In the Interlake, crop quality is a little below average, and good-quality hay may be in short supply, said Tim Clarke, a farm production adviser with Manitoba Agriculture, Food and Rural Initiatives.
The late start has cut into yields for tame hay, and native hay acres around Lake Manitoba are down due to the lingering effects of the 2011 flood that converted many lakeshore stands into cattails and foxtail.
Also, the summer rains pushed lake levels higher than normal and turned many hayfields into muck again this year, he added.
“Up until about a week and a half ago, it was raining every three or four days, so the quality will decrease because of that,” said Clarke.
“Guys may have got one or two little showers on it. Then they had to turn it over so they could bale it up.”
Rainfall was so scattered and variable that looking to the weather forecast for clues on when to start mowing was more frustrating than enlightening, he added.
“I talked to guys who were too wet, then other guys 15 miles over who were too dry,” said Clarke.
Ranchers who fear being short this winter will likely scrounge around later in the summer to put up native hay, even if it’s well past its prime. With protein and energy supplementation in the form of alfalfa, screenings, pellets or some other feed source, they could still create a suitable ration, he added.
“You can still fit it into a ration even if it’s the quality of wheat straw,” said Clarke.
Things are behind in the Dauphin area, too, said MAFRI forage specialist Pam Iwanchysko.
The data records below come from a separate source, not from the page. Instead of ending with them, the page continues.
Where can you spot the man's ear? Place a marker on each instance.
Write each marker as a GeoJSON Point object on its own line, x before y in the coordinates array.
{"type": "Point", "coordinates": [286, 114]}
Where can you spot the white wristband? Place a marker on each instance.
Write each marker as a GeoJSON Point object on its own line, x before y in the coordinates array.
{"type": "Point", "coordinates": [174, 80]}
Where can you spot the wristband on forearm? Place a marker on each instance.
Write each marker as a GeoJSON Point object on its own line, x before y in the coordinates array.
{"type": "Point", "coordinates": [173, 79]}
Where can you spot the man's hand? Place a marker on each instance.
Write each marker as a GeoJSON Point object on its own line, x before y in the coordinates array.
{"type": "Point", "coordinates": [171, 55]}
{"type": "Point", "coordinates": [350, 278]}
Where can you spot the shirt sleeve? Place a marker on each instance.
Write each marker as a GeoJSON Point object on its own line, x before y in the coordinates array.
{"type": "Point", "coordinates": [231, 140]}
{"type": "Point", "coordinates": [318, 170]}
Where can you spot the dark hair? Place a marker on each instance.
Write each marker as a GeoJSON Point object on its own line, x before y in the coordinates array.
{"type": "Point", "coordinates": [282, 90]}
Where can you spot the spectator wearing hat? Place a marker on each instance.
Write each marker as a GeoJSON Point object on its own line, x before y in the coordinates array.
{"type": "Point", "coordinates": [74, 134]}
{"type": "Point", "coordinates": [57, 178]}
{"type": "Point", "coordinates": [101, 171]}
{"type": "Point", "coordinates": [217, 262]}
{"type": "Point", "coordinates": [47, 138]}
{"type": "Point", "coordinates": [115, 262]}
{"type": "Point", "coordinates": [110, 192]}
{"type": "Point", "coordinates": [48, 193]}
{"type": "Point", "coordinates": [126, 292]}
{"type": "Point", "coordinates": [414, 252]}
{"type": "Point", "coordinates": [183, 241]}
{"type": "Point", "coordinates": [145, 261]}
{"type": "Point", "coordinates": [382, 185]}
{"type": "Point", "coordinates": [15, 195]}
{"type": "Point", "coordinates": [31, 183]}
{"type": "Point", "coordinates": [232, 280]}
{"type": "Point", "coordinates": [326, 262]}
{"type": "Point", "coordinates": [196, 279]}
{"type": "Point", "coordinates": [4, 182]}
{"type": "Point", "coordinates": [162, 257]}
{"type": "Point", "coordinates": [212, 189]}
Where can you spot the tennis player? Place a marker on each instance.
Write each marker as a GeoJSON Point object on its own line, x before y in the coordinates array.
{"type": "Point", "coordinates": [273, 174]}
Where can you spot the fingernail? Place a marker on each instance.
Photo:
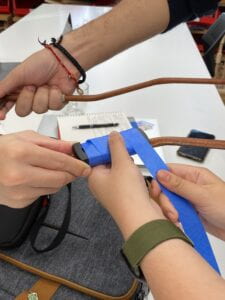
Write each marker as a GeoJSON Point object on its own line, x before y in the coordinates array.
{"type": "Point", "coordinates": [30, 88]}
{"type": "Point", "coordinates": [86, 172]}
{"type": "Point", "coordinates": [171, 216]}
{"type": "Point", "coordinates": [163, 175]}
{"type": "Point", "coordinates": [114, 135]}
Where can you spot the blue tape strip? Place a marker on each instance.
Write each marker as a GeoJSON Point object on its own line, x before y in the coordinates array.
{"type": "Point", "coordinates": [98, 152]}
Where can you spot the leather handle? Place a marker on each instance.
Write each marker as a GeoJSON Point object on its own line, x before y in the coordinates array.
{"type": "Point", "coordinates": [131, 88]}
{"type": "Point", "coordinates": [183, 141]}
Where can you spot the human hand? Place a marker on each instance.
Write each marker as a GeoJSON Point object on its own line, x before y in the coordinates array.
{"type": "Point", "coordinates": [33, 165]}
{"type": "Point", "coordinates": [121, 189]}
{"type": "Point", "coordinates": [41, 82]}
{"type": "Point", "coordinates": [201, 187]}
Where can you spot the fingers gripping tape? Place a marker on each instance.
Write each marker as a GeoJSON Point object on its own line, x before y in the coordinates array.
{"type": "Point", "coordinates": [97, 152]}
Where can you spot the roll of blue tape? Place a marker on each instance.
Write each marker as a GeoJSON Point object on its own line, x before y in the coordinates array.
{"type": "Point", "coordinates": [98, 152]}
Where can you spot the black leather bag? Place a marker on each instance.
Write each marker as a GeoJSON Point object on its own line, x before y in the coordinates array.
{"type": "Point", "coordinates": [16, 223]}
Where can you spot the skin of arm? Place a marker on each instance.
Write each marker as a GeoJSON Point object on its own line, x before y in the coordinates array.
{"type": "Point", "coordinates": [128, 23]}
{"type": "Point", "coordinates": [40, 79]}
{"type": "Point", "coordinates": [173, 269]}
{"type": "Point", "coordinates": [33, 165]}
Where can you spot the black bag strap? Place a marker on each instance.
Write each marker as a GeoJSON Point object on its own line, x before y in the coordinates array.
{"type": "Point", "coordinates": [40, 220]}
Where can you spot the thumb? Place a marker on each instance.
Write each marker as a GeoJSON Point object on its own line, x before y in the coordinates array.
{"type": "Point", "coordinates": [189, 190]}
{"type": "Point", "coordinates": [46, 142]}
{"type": "Point", "coordinates": [11, 82]}
{"type": "Point", "coordinates": [119, 154]}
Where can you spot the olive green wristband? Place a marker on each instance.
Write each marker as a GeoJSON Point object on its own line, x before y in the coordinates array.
{"type": "Point", "coordinates": [147, 237]}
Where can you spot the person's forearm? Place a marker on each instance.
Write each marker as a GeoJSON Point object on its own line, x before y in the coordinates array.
{"type": "Point", "coordinates": [127, 24]}
{"type": "Point", "coordinates": [173, 270]}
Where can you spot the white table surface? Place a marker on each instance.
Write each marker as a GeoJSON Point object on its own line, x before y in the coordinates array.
{"type": "Point", "coordinates": [178, 108]}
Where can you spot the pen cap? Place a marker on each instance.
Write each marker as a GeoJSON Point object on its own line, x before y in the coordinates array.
{"type": "Point", "coordinates": [97, 149]}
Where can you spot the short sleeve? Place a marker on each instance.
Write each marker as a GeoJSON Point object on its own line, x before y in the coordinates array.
{"type": "Point", "coordinates": [185, 10]}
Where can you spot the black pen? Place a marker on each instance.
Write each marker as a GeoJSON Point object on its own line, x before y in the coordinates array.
{"type": "Point", "coordinates": [100, 125]}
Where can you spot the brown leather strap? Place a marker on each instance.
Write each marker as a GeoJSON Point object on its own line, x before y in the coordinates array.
{"type": "Point", "coordinates": [67, 283]}
{"type": "Point", "coordinates": [156, 142]}
{"type": "Point", "coordinates": [45, 289]}
{"type": "Point", "coordinates": [132, 88]}
{"type": "Point", "coordinates": [181, 141]}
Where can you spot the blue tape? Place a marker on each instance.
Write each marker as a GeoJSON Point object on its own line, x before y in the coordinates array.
{"type": "Point", "coordinates": [97, 150]}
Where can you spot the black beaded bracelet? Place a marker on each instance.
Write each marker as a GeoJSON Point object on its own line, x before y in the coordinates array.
{"type": "Point", "coordinates": [57, 44]}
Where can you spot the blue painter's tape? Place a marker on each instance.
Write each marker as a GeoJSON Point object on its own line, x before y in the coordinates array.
{"type": "Point", "coordinates": [98, 152]}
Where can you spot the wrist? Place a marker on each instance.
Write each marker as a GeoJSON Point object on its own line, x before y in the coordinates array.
{"type": "Point", "coordinates": [129, 218]}
{"type": "Point", "coordinates": [81, 46]}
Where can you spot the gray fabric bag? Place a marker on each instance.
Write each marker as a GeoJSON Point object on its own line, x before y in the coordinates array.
{"type": "Point", "coordinates": [93, 263]}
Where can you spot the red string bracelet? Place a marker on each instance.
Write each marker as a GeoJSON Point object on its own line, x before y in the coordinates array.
{"type": "Point", "coordinates": [70, 75]}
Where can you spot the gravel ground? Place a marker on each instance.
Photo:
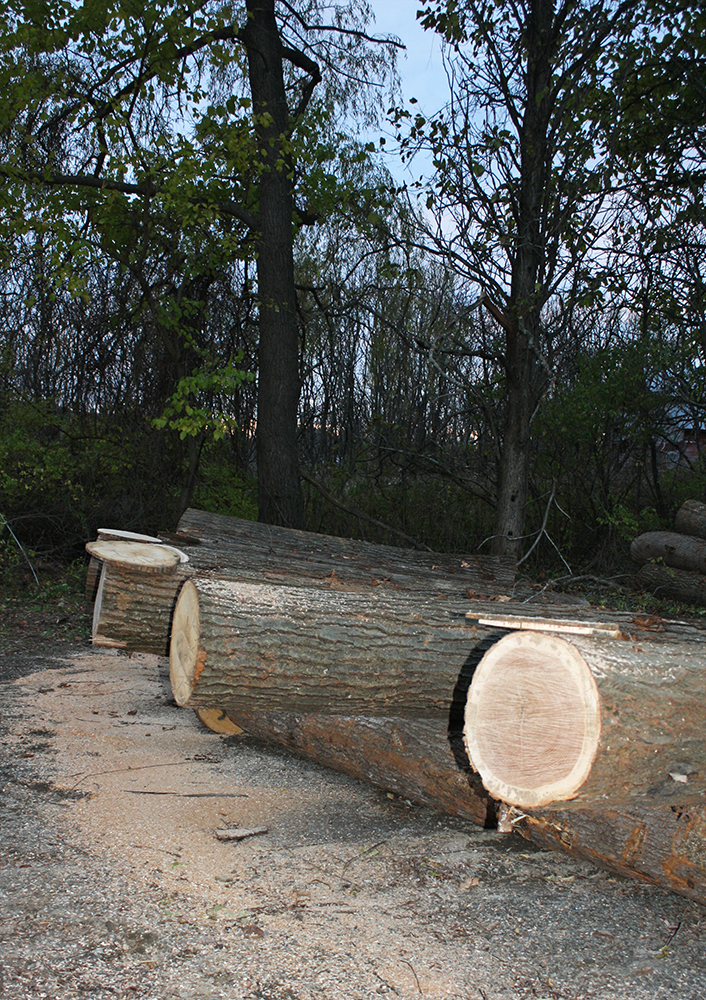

“The yield looks good, but the quality is not so good,” she said. “Most guys are just finishing up their first cut when in a typical year they’d be starting on their second cut.”
Only a lucky few have been able to bale up perfect hay.
“We’ve been telling producers to get their hay tested,” said Iwanchysko. “Even though it may be green, the quality certainly won’t be there and that could lead to nutritional problems down the road. Supplementation may be essential this year.”
The eastern side of the province may have fared better this summer. Esther Heppner of Heppner Farms near Altona said that their first cut of alfalfa came off in near-perfect condition with relative feed value numbers “well up there.” Their second cut is nearly finished up, and now they are waiting for their third cut.
“It has been an average to good year,” she said, adding that other hay producers in the east seem to be faring well, too.
Buying interest from their traditional dairy customers in Minnesota and Iowa is strong again this year, she added.
Chapman said he’s also seeing good U.S. demand, even though the Midwest drought has ended. That should continue as long as high corn and soybean prices push down the number of forage acres south of the border, he said.
“Prices might be a little softer than they were last year, but they shouldn’t be a whole lot different,” said Chapman.